Com o impulso extra da gravadora, a faixa-título acabou sendo meio popular na época – mais popular do que a maioria dessas bandas – mas esse álbum tinha muito mais do que apenas um grande single. É um LP conciso que contém 11 músicas em menos de 26 minutos, e nunca deixa a intensidade de lado nenhuma vez. É escuro, mas cativante, Scott aproveita uma mistura perfeita de agressão e emoção em seus gritos de dor, e a produção de Bill Stevenson ainda soa nítida mais de 15 anos depois. O Comeback Kid ainda está fazendo grandes coisas hoje, mas Wake The Dead definiu uma era. Ele estava na vanguarda da crescente onda de hardcore melódico no início/meados dos anos 2000, e seu sucesso só parecia mais merecedor ao longo do tempo.
THE SUICIDE FILE – SOME MISTAKES YOU NEVER STOP PAYING FOR (2005)

Muitas das bandas citadas aqui soavam sinistras e sérias, mas o The Suicide File trouxe uma sensação de arrogância do rock n’ roll ao seu hardcore melódico que soou absolutamente divertido. Liricamente, suas músicas seguiram o exemplo.A banda sempre soou como a festa no fim do mundo; você está dançando, você está bebendo, mas há uma sensação subjacente de pavor e a sensação de que tudo isso está prestes a acabar. Eles só lançaram um álbum completo durante sua breve carreira como banda (Twilight de 2003), mas neste ponto, seu lançamento definitivo é o Some Mistakes You Never Stop Paying For de 2005, que compilou músicas de seus dois EPs e demos.
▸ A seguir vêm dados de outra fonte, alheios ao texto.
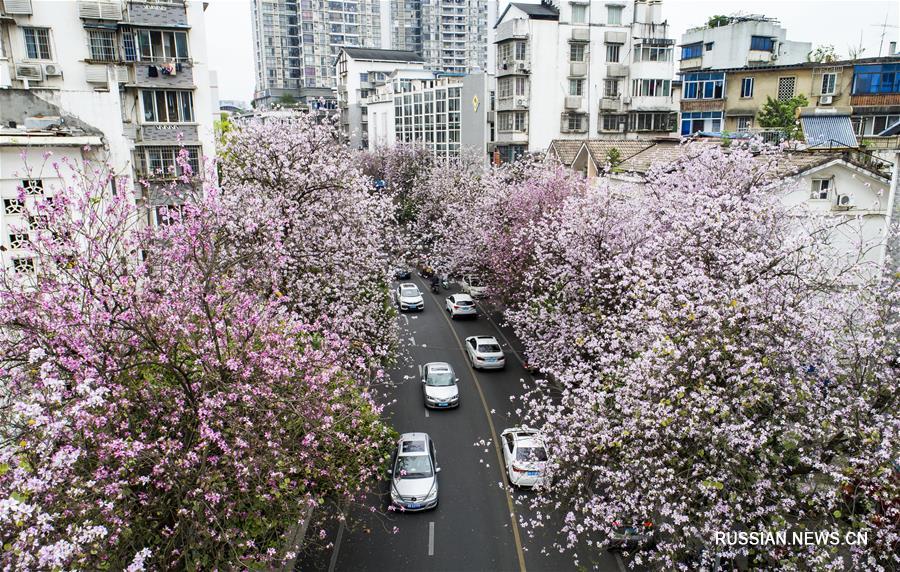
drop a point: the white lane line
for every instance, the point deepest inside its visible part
(431, 539)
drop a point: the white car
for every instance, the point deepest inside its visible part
(409, 297)
(524, 455)
(414, 473)
(485, 352)
(461, 305)
(473, 286)
(439, 385)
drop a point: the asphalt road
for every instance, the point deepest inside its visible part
(473, 526)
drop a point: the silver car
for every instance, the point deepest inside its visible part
(414, 473)
(439, 385)
(485, 352)
(409, 297)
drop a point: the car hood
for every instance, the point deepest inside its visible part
(442, 392)
(418, 488)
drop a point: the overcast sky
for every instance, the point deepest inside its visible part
(836, 22)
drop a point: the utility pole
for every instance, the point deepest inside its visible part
(884, 28)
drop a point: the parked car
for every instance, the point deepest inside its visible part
(409, 297)
(461, 306)
(631, 535)
(413, 473)
(439, 387)
(524, 456)
(485, 352)
(473, 286)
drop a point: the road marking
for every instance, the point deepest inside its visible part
(431, 539)
(487, 413)
(337, 548)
Lar de músicas de assinatura como Fuck Fox News, 2003, I Like The Nightlife Baby e Ashcroft, a composição permanecem fiel à fórmula testada pelo tempo, curtas, rápidas e altas no hardcore, mas em uma maneira que parecia inteiramente nova no início dos anos 2000. O The Suicide File sabia como escrever músicas que honravam a tradição, mas olhavam para o futuro e, mais de 15 anos depois, ainda soam frescas.
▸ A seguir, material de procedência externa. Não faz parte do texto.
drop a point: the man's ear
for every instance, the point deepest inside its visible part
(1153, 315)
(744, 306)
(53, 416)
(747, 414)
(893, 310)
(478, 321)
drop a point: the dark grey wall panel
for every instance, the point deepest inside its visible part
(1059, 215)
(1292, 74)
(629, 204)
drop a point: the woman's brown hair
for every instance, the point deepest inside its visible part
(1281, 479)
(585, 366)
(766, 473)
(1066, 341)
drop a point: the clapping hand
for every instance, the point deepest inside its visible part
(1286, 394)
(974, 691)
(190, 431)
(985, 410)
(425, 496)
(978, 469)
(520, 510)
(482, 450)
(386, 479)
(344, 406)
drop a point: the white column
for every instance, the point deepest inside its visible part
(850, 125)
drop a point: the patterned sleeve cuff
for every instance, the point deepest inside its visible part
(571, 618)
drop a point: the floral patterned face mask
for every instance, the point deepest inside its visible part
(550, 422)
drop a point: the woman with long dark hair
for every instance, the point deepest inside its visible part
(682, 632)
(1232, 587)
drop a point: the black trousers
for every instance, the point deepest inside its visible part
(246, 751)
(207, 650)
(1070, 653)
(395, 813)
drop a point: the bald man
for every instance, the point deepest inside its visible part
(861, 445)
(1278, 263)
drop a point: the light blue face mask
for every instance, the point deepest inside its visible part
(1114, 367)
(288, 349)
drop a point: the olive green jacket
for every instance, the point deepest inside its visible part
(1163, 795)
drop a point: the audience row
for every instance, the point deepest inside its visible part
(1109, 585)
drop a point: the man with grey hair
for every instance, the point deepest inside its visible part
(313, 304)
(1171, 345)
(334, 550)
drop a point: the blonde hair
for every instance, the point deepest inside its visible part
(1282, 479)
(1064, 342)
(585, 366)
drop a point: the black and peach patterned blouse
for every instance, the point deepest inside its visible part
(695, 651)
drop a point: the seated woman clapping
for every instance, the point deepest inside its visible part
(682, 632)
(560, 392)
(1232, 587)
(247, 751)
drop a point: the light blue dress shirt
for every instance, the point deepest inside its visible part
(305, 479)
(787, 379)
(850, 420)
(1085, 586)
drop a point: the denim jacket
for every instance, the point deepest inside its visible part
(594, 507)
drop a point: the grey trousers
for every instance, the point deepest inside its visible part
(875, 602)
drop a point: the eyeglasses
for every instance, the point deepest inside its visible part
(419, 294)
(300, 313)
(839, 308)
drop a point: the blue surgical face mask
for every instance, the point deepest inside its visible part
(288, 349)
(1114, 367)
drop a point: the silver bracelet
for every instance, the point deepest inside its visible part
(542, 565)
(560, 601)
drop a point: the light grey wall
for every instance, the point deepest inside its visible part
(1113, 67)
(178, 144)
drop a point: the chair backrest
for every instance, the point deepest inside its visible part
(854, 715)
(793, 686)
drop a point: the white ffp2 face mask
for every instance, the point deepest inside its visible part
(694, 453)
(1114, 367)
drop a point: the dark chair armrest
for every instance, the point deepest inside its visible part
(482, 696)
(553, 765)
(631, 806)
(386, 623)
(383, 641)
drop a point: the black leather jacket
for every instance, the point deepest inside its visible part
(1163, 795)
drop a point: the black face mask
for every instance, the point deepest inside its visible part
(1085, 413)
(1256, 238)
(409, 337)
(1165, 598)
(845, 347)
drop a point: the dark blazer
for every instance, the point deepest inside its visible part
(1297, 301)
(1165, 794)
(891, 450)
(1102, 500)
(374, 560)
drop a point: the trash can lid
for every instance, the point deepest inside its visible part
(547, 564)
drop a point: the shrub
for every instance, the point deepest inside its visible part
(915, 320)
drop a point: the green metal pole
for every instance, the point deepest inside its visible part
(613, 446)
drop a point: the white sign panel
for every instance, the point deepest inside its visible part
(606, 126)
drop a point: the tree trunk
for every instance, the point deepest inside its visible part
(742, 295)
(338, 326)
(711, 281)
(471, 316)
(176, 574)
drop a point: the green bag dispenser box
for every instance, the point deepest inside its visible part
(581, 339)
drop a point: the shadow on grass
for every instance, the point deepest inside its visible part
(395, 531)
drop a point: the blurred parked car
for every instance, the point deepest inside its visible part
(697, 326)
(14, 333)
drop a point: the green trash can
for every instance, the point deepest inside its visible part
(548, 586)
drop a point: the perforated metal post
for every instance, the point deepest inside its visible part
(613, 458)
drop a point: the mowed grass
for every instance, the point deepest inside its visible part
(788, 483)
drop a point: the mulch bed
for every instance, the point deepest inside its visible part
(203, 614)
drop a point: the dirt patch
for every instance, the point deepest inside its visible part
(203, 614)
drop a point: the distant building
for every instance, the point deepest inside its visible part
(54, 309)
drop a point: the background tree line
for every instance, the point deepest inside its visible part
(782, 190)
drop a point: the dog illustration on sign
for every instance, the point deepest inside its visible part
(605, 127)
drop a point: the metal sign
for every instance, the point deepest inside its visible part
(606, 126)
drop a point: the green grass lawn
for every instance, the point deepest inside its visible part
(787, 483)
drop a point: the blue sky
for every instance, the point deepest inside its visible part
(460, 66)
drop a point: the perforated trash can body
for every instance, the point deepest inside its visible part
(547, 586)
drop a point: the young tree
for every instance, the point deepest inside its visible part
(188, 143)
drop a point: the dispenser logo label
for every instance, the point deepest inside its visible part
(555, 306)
PAINT IT BLACK – PARADISE (2005)
Dan Yemin ajudou a definir a versão mais pop punk do hardcore melódico nos anos 90 e início dos anos 2000 como guitarrista do Lifetime e do Kid Dynamite, mas quando ele formou o Paint It Black e assumiu o papel de vocalista, ele começou a entrar no direção mais escura e mais pesada das bandas nesta lista. Ao contrário das duas bandas anteriores de Yemin, o Paint It Black ainda está escrevendo músicas, e por mais que sejam boas, suas músicas mais recentes não superam seu segundo álbum de 2005, Paradise, o ponto mais alto da carreira. Ele pegou emprestado do hardcore dos anos 80 e rivalizou com algumas das melhores bandas daquela época, com um som feroz e atemporal e inteiramente próprio da banda. As músicas de Paradise são políticas, como muitas músicas punks da era de George W. Bush eram, mas abertas o suficiente para que suas mensagens ainda se apliquem hoje e (infelizmente) ainda se apliquem daqui a 15 anos. São 14 músicas em 21 minutos de agressividade pura e desenfreada, e tem a quantidade certa de melodia para envolver mais do que apenas garotos dedicados da cena.
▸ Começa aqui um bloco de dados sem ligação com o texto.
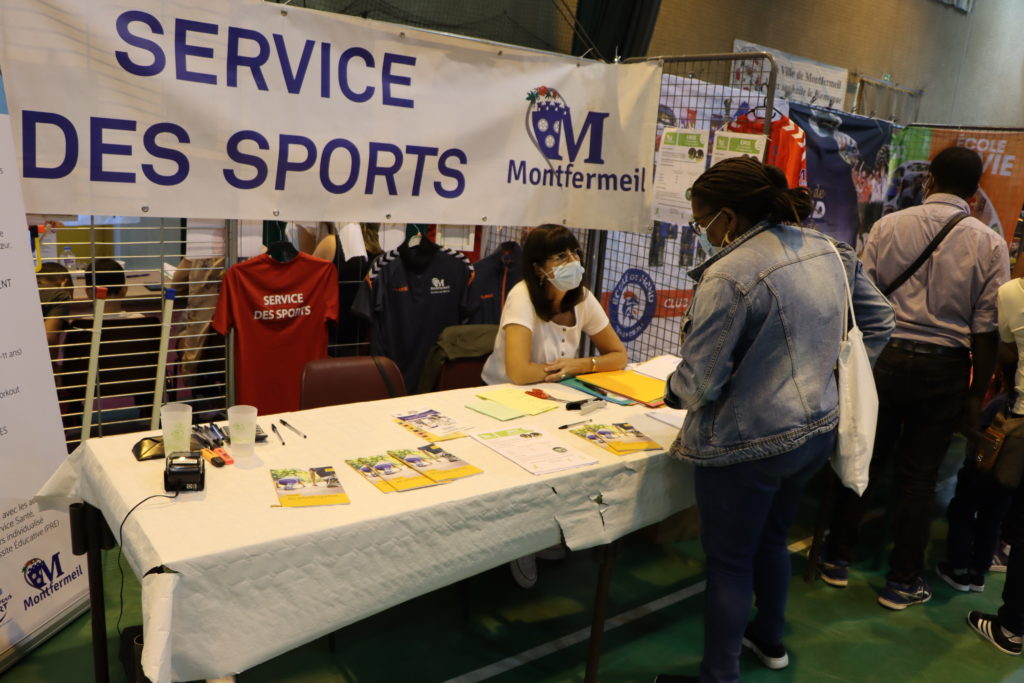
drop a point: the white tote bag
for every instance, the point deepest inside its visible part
(858, 401)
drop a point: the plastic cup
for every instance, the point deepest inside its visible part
(242, 423)
(175, 421)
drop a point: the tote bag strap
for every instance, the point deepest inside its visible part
(848, 319)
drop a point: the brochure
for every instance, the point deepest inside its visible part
(620, 438)
(431, 425)
(301, 487)
(534, 451)
(435, 463)
(394, 472)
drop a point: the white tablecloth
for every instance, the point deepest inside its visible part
(249, 581)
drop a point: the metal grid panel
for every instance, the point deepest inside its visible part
(195, 370)
(705, 92)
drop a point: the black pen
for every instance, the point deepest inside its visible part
(289, 425)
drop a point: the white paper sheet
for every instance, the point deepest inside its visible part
(534, 451)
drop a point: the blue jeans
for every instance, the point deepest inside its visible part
(745, 512)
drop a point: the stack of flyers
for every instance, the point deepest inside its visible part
(435, 463)
(388, 473)
(429, 424)
(301, 487)
(621, 437)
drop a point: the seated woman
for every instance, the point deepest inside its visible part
(546, 314)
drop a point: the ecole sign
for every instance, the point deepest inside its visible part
(254, 112)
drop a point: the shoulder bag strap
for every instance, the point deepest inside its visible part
(387, 380)
(906, 274)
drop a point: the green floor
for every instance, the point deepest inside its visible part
(834, 635)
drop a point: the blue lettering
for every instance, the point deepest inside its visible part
(421, 155)
(353, 167)
(594, 124)
(98, 148)
(517, 172)
(182, 50)
(387, 172)
(250, 160)
(455, 174)
(343, 60)
(388, 79)
(155, 150)
(237, 60)
(293, 80)
(284, 165)
(30, 122)
(159, 60)
(325, 70)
MODERN LIFE IS WAR – WITNESS (2005)

Há muitas maneiras de abrir um disco hardcore, mas SO WHAT THE FUUUUUUUCK/ARE YOU GOING TO DO, KID? é uma das mais marcantes. A frase abriu as portas para o magistral segundo álbum de estúdio do Modern Life Is War, o LP Witness, e o disco só fica melhor a partir daí. Com sua abordagem mais longa, lenta e atmosférica ao hardcore, o álbum provou estar à frente de seu tempo, dando o tom para grande parte da nova onda de post-hardcore que tomou forma nos anos 2010. Combinando com a instrumentação inovadora estava a entrega expressiva do vocalista Jeffrey Eaton, que foi ferozmente gritada e cheia de uma variedade de emoções cruas – não apenas raiva. Os grandes destaques são a faixa de abertura mencionada acima The Outsiders (AKA Hell Is for Heroes Part I) e o hino de dois minutos D.E.A.D.R.A.M.O.N.E.S, mas são os cortes mais profundos onde a banda aprimora o som expansivo e desafiador de gênero que torna este álbum um clássico tão atemporal.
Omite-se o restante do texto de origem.